In regard to the foreign worker multi-tier levy mechanism, the federation thanked the government for making a firm decision to implement the mechanism, as well as for channelling the additional levy contribution towards helping SMEs' automation activities to reduce the dependence on foreign workers.

"However, we had hoped that the government would have channelled the entire levy contribution towards a National Automation Fund and National TVET Apprenticeship Fund, as proposed under FMM's Budget 2023 wishlist as a two-pronged approach towards minimising dependence on foreign workers," it said.

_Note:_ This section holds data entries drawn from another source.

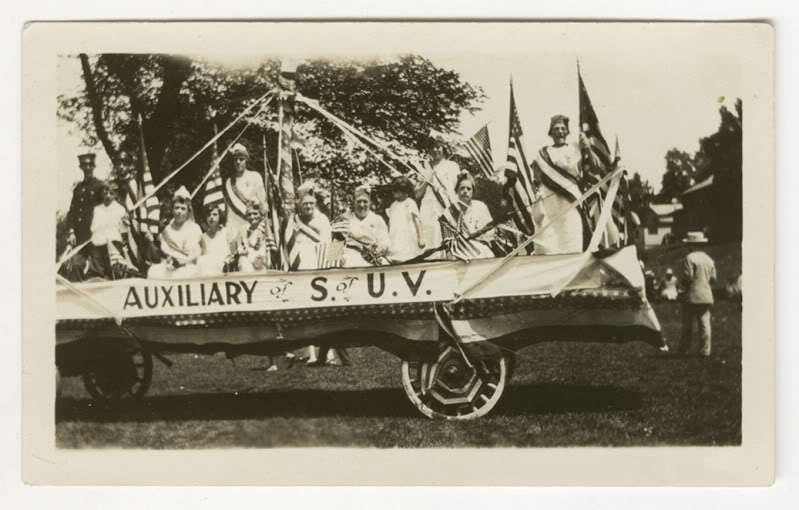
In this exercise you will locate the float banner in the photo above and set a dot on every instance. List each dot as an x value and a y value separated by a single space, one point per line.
389 285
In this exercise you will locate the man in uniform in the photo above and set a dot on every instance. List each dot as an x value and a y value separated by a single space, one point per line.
85 196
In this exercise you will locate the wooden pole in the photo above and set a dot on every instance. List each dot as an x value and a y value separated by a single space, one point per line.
286 175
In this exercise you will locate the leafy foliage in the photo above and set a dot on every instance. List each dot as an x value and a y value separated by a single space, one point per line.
679 175
640 193
397 101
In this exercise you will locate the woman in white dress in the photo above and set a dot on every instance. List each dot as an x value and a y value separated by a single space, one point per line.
180 242
559 170
463 220
243 189
216 243
404 224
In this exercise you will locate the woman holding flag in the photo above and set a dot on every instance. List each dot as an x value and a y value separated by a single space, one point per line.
243 189
464 219
437 191
558 168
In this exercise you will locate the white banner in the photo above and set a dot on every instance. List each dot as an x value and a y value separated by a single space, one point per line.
437 281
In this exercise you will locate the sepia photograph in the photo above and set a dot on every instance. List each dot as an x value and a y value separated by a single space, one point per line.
403 246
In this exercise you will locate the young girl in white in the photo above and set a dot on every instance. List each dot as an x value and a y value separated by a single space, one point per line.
404 224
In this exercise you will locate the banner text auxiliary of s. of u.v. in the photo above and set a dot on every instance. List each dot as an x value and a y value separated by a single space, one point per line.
270 291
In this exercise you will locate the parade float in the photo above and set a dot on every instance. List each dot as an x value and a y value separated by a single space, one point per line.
456 325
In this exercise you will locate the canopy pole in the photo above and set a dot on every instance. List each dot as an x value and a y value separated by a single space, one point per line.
218 158
285 134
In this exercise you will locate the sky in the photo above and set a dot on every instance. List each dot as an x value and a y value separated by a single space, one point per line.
651 100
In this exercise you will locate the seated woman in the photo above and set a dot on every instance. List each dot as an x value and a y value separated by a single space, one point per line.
180 242
216 242
365 233
462 220
255 243
404 224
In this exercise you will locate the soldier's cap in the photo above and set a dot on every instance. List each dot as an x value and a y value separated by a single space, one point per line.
182 193
89 157
558 119
363 190
239 150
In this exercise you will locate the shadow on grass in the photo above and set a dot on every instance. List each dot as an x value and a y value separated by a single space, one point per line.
378 402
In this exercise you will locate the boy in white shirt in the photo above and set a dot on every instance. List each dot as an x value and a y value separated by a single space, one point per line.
109 230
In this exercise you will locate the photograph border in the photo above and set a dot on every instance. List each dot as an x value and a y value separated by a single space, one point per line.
750 464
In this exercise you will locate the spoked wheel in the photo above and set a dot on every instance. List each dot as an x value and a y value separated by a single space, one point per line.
123 372
450 389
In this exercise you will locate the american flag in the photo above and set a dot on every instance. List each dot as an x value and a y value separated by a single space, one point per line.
523 191
479 148
214 195
622 201
150 218
329 254
597 163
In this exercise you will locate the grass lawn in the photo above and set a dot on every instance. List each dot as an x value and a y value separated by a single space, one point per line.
561 395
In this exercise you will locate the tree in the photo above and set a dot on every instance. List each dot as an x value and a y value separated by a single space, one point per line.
721 155
679 175
397 101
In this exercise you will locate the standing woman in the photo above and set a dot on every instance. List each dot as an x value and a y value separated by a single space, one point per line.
559 168
180 242
463 219
436 191
404 224
216 243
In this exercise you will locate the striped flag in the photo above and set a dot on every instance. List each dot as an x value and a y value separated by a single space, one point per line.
522 190
597 163
330 254
622 201
214 195
479 148
452 231
151 217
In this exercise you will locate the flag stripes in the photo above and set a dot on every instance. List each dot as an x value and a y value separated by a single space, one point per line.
479 148
597 163
523 189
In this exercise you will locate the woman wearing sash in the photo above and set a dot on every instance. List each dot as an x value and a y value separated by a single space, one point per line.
243 189
306 231
558 168
180 242
366 233
463 220
255 243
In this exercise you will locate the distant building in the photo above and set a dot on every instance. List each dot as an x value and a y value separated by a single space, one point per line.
658 222
697 213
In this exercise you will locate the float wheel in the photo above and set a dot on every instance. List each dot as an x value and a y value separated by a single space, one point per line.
125 371
449 389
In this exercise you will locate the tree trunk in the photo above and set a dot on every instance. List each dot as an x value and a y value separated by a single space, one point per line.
159 128
97 109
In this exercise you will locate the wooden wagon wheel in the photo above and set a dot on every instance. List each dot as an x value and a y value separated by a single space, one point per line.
449 389
123 372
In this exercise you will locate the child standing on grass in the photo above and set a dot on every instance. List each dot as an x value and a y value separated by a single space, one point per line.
405 226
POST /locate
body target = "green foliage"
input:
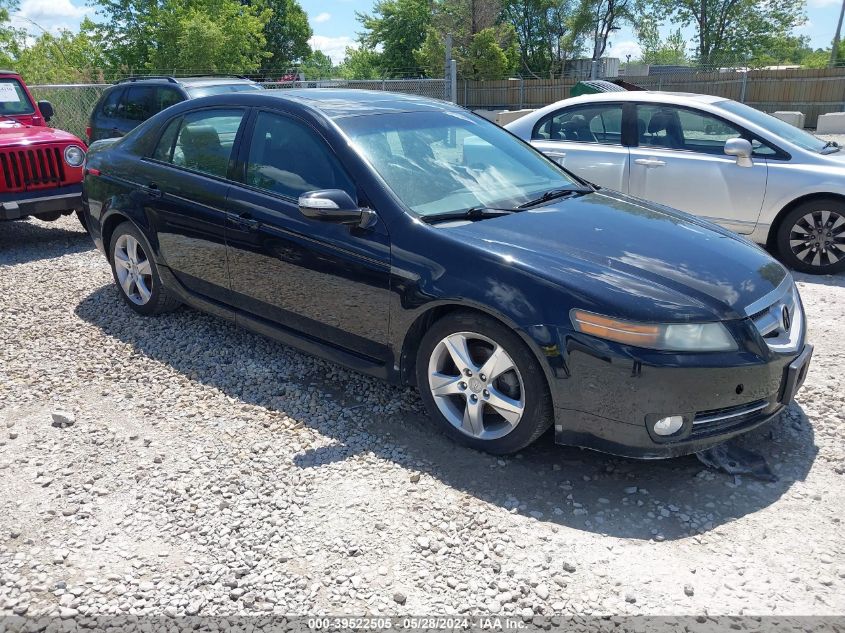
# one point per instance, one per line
(317, 65)
(657, 51)
(548, 32)
(399, 28)
(64, 58)
(734, 29)
(287, 33)
(360, 63)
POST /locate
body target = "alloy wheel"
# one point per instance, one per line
(133, 269)
(818, 238)
(476, 385)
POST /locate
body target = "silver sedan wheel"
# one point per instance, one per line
(476, 385)
(818, 238)
(134, 272)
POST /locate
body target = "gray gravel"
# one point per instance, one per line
(179, 465)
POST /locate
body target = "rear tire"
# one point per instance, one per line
(811, 237)
(482, 384)
(136, 273)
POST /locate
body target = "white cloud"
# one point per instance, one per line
(334, 47)
(622, 49)
(49, 15)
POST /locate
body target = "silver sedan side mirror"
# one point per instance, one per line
(740, 148)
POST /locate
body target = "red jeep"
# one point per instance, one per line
(40, 167)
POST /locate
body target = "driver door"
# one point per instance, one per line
(325, 281)
(681, 162)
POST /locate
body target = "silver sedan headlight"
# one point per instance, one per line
(675, 337)
(74, 155)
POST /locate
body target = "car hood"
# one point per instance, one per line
(632, 258)
(13, 133)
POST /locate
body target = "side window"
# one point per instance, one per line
(111, 105)
(586, 124)
(201, 141)
(164, 98)
(679, 128)
(138, 105)
(164, 149)
(289, 158)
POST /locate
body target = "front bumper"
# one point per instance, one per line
(14, 206)
(610, 400)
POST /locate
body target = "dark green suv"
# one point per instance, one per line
(135, 99)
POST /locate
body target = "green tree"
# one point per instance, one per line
(317, 65)
(729, 31)
(398, 28)
(548, 32)
(64, 58)
(287, 33)
(360, 63)
(658, 51)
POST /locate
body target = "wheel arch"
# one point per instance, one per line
(413, 337)
(771, 239)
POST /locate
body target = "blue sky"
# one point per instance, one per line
(335, 27)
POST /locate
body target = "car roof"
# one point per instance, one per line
(646, 96)
(341, 102)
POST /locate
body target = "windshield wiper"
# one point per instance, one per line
(473, 213)
(830, 144)
(554, 194)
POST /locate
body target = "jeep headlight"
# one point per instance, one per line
(74, 155)
(676, 337)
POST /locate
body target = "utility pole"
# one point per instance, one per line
(834, 51)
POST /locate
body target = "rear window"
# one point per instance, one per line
(13, 98)
(207, 91)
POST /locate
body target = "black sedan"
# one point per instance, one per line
(411, 240)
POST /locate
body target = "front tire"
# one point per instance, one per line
(136, 273)
(811, 238)
(482, 384)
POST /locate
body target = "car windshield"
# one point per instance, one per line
(13, 98)
(784, 130)
(219, 89)
(448, 162)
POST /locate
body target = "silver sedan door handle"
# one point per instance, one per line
(650, 162)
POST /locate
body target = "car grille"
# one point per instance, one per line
(32, 168)
(779, 317)
(720, 420)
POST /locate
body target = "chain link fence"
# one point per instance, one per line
(73, 103)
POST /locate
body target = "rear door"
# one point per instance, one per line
(680, 161)
(587, 140)
(185, 183)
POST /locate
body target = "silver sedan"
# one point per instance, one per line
(708, 156)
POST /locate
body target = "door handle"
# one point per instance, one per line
(650, 162)
(244, 221)
(153, 191)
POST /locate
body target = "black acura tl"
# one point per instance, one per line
(412, 240)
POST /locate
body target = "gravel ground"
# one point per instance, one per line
(180, 465)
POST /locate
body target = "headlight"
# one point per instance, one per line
(677, 337)
(74, 155)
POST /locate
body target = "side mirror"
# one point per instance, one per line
(332, 205)
(740, 148)
(46, 109)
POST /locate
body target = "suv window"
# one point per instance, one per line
(111, 105)
(142, 102)
(598, 123)
(201, 141)
(289, 158)
(13, 98)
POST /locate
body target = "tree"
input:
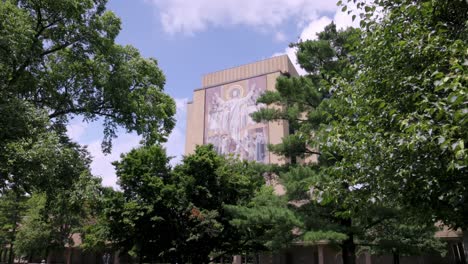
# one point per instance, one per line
(212, 183)
(313, 106)
(53, 218)
(179, 215)
(61, 56)
(306, 103)
(403, 124)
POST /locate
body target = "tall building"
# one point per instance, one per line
(220, 111)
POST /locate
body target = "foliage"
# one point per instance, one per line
(266, 223)
(179, 215)
(402, 126)
(61, 56)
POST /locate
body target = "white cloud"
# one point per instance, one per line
(196, 15)
(101, 164)
(316, 25)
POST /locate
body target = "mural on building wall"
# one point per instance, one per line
(228, 125)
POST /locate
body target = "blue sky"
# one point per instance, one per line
(192, 38)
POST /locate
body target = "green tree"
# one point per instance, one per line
(402, 126)
(61, 56)
(313, 105)
(212, 183)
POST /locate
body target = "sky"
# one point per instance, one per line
(190, 38)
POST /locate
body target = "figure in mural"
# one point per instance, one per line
(229, 126)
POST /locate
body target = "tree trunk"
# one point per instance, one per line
(396, 257)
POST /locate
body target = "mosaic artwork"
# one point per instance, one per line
(228, 125)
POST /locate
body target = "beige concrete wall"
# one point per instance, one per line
(274, 64)
(195, 122)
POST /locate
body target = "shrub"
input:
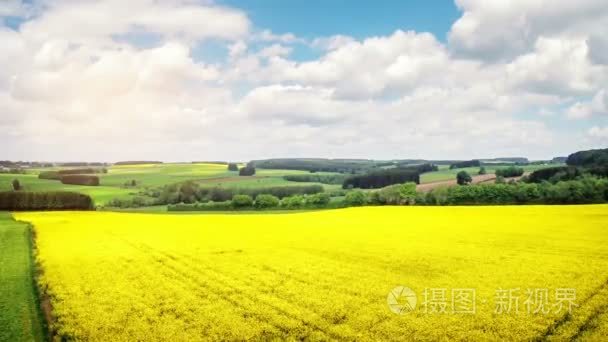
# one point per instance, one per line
(293, 202)
(463, 178)
(511, 171)
(57, 200)
(80, 180)
(49, 175)
(242, 201)
(79, 171)
(355, 198)
(313, 178)
(463, 164)
(554, 174)
(318, 200)
(248, 170)
(208, 206)
(588, 158)
(585, 190)
(396, 194)
(265, 201)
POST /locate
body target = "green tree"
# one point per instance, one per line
(242, 201)
(265, 201)
(16, 185)
(248, 170)
(463, 178)
(318, 200)
(355, 198)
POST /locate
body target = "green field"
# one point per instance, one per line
(445, 173)
(20, 319)
(112, 183)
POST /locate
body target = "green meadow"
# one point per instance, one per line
(20, 319)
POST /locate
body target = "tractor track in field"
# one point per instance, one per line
(476, 180)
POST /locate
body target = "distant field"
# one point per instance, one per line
(445, 173)
(112, 183)
(20, 319)
(207, 175)
(326, 275)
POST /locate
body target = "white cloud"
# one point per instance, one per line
(598, 132)
(269, 36)
(85, 22)
(333, 42)
(402, 95)
(499, 30)
(597, 106)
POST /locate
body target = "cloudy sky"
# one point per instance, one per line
(188, 80)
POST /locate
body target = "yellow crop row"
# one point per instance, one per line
(326, 275)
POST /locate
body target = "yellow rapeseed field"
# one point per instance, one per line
(476, 273)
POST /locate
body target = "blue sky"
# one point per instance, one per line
(359, 19)
(202, 79)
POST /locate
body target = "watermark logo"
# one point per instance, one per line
(401, 300)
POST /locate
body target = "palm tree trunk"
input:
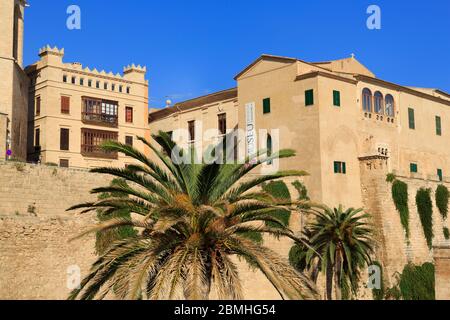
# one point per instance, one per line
(337, 275)
(329, 280)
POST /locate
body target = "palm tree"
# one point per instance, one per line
(193, 219)
(340, 245)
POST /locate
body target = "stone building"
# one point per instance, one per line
(14, 83)
(332, 114)
(73, 109)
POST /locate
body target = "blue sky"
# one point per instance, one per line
(196, 47)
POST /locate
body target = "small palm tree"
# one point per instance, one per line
(193, 219)
(340, 245)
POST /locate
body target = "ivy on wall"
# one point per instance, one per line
(400, 197)
(279, 191)
(446, 233)
(442, 195)
(414, 283)
(425, 209)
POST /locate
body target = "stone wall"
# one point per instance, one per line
(394, 250)
(35, 252)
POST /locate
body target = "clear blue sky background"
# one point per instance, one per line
(194, 47)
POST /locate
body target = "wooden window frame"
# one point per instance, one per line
(64, 140)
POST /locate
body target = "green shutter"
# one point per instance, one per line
(412, 121)
(309, 97)
(440, 175)
(336, 98)
(438, 126)
(266, 105)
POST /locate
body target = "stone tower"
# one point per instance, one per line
(14, 82)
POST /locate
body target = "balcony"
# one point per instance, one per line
(100, 119)
(91, 141)
(100, 112)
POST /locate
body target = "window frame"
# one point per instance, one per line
(309, 97)
(64, 146)
(336, 98)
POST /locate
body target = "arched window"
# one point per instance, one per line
(269, 148)
(389, 101)
(367, 100)
(378, 102)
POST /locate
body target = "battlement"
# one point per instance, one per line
(47, 50)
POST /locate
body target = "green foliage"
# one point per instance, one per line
(391, 177)
(280, 192)
(414, 283)
(104, 239)
(400, 197)
(425, 209)
(301, 189)
(378, 294)
(442, 195)
(446, 233)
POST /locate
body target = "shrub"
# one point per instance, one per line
(390, 177)
(442, 195)
(414, 283)
(446, 233)
(425, 209)
(400, 197)
(279, 191)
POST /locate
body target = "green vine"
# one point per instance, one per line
(442, 195)
(280, 192)
(400, 197)
(378, 294)
(446, 233)
(414, 283)
(425, 209)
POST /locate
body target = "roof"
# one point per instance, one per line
(194, 103)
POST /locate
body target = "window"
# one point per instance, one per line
(222, 123)
(269, 145)
(100, 112)
(37, 137)
(378, 102)
(438, 126)
(91, 141)
(38, 105)
(336, 98)
(64, 163)
(340, 167)
(367, 100)
(191, 128)
(64, 139)
(440, 175)
(411, 119)
(129, 140)
(389, 102)
(129, 114)
(309, 97)
(65, 105)
(266, 106)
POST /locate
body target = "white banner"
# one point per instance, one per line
(251, 129)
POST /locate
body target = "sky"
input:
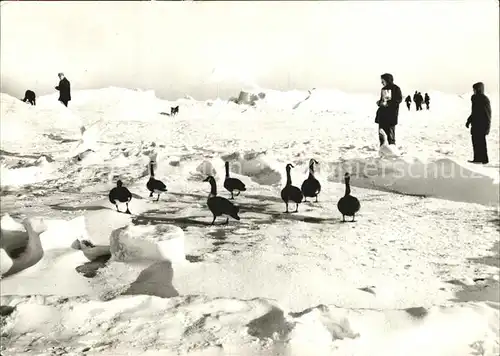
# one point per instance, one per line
(205, 48)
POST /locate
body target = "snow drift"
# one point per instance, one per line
(164, 281)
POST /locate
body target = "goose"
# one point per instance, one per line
(348, 205)
(120, 194)
(232, 184)
(291, 192)
(155, 185)
(33, 252)
(218, 205)
(311, 186)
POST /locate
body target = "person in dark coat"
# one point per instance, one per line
(408, 102)
(480, 122)
(64, 88)
(415, 99)
(388, 108)
(418, 99)
(427, 101)
(30, 97)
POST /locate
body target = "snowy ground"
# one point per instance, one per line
(416, 274)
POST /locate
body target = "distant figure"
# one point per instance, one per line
(30, 97)
(64, 88)
(427, 101)
(418, 99)
(408, 102)
(174, 111)
(480, 120)
(388, 108)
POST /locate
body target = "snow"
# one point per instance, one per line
(419, 268)
(162, 242)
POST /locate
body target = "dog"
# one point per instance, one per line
(30, 97)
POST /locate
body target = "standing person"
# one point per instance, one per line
(64, 88)
(480, 120)
(415, 100)
(388, 108)
(427, 101)
(408, 102)
(420, 100)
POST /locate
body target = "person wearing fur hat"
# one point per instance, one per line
(479, 122)
(388, 108)
(64, 88)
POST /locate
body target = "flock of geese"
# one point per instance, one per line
(348, 205)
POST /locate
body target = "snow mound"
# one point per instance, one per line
(159, 242)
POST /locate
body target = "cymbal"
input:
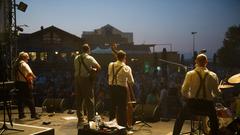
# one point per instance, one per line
(234, 79)
(224, 86)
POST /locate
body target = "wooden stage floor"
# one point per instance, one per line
(65, 124)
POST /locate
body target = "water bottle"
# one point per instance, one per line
(44, 109)
(97, 121)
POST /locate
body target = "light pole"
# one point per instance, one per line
(193, 33)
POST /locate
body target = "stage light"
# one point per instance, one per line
(22, 6)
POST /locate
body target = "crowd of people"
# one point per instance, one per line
(108, 92)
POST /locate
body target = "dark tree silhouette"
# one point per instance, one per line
(229, 54)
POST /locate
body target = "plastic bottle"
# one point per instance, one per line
(98, 120)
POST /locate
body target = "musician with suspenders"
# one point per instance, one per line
(119, 76)
(24, 83)
(85, 65)
(199, 88)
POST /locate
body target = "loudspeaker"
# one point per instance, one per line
(147, 112)
(54, 104)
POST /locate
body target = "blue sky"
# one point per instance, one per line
(151, 21)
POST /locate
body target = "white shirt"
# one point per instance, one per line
(192, 83)
(123, 77)
(25, 69)
(88, 60)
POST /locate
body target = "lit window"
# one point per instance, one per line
(33, 55)
(43, 56)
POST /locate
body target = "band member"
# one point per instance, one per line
(119, 77)
(24, 83)
(85, 66)
(199, 88)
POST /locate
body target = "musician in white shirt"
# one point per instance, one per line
(24, 83)
(119, 77)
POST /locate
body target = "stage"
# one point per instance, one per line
(65, 124)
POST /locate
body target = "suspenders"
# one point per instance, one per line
(202, 84)
(115, 75)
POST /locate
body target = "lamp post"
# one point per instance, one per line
(193, 33)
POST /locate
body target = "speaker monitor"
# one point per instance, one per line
(147, 112)
(54, 104)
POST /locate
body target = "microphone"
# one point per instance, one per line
(134, 59)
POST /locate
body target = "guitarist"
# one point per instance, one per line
(84, 65)
(24, 83)
(119, 76)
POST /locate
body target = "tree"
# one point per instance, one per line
(229, 54)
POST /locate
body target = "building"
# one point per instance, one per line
(50, 47)
(107, 35)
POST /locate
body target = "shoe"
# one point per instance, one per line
(22, 116)
(36, 116)
(129, 132)
(70, 111)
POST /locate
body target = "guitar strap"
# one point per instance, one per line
(84, 64)
(115, 75)
(202, 84)
(22, 73)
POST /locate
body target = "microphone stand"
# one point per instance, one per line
(6, 104)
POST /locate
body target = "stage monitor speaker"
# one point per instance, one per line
(147, 112)
(54, 104)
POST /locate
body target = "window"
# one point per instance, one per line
(43, 56)
(33, 56)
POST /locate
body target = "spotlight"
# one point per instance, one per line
(22, 6)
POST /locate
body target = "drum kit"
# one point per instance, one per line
(233, 80)
(224, 114)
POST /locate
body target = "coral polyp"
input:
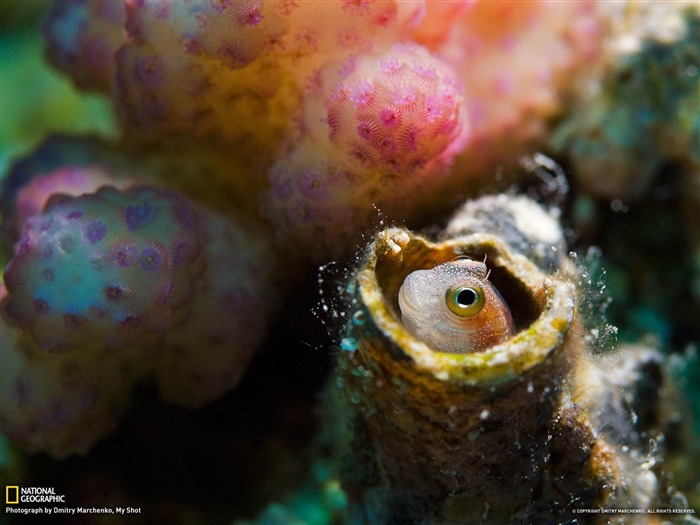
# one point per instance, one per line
(141, 280)
(407, 183)
(396, 112)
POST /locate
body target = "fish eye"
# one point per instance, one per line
(465, 301)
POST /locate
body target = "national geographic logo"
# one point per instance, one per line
(11, 494)
(15, 494)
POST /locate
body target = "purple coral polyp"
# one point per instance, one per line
(95, 232)
(151, 260)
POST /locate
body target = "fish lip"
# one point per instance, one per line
(405, 302)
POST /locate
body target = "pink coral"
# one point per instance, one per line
(378, 130)
(140, 281)
(395, 111)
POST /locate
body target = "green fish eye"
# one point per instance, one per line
(465, 301)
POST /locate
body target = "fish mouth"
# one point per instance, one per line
(406, 303)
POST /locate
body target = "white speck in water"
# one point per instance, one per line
(617, 205)
(358, 318)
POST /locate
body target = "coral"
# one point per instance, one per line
(141, 280)
(341, 106)
(82, 39)
(380, 128)
(428, 435)
(644, 114)
(31, 199)
(253, 139)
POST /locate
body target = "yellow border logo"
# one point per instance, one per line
(9, 500)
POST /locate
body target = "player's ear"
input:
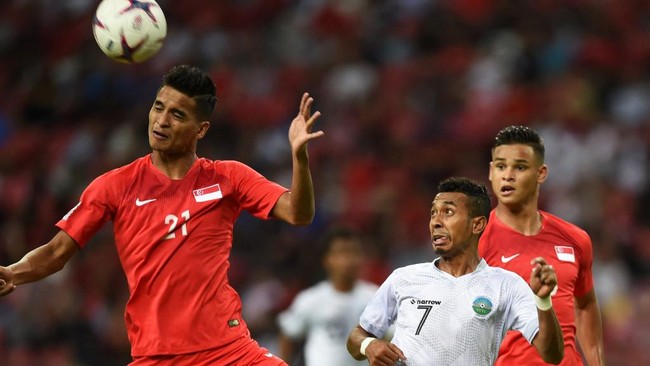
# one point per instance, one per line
(203, 129)
(542, 173)
(490, 170)
(478, 224)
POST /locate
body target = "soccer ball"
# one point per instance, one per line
(129, 31)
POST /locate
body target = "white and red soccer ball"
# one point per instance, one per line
(129, 31)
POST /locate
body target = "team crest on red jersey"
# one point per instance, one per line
(565, 254)
(209, 193)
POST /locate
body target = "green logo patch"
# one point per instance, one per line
(482, 305)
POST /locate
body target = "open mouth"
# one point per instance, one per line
(159, 134)
(439, 239)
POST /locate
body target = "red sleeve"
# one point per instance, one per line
(90, 214)
(585, 280)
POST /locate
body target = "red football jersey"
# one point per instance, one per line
(564, 246)
(174, 238)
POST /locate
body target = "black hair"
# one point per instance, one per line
(479, 198)
(520, 135)
(196, 84)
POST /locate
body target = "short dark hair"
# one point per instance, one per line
(196, 84)
(479, 198)
(520, 135)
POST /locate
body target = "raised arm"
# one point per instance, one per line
(297, 206)
(38, 263)
(548, 341)
(590, 329)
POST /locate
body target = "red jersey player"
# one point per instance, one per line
(173, 216)
(518, 231)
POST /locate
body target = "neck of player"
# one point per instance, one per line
(173, 166)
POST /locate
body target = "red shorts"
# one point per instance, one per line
(243, 352)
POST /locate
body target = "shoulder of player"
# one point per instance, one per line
(123, 173)
(367, 286)
(413, 269)
(573, 231)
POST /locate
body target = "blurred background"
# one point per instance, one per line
(411, 91)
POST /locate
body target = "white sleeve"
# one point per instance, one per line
(523, 312)
(293, 321)
(381, 311)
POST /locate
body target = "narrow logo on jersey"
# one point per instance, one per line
(425, 302)
(209, 193)
(142, 203)
(505, 259)
(482, 305)
(565, 254)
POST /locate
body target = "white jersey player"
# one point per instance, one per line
(323, 314)
(457, 309)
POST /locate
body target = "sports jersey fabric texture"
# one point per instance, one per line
(445, 320)
(324, 317)
(569, 250)
(173, 238)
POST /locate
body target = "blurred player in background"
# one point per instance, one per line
(456, 309)
(323, 314)
(518, 231)
(173, 215)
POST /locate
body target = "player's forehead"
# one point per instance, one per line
(514, 153)
(455, 199)
(172, 98)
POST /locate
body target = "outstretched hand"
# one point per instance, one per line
(301, 126)
(543, 278)
(6, 281)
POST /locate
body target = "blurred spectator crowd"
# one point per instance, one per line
(411, 91)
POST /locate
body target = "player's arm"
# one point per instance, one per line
(297, 206)
(287, 347)
(38, 263)
(590, 329)
(362, 344)
(548, 341)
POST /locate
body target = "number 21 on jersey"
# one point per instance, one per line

Meanwhile, despite its qualms about the budget’s lack of specific allocation to support SMEs' ESG initiatives, the FMM noted that the RM1 billion allocation for the Low Carbon Transition Facility to help SMEs adopt low carbon practices, with the RM10 million matching grant to assist SMEs conduct carbon assessment, as a first step to kick-start SMEs' ESG journey.

It described the allocation and matching grant as a “very good move” by the government, adding it would be helpful for SMEs if the interest rate is less than 3%.

“Moving forward, more funding would be required in the ensuing years to help SMEs sustain and continue with their ESG journey,” it added.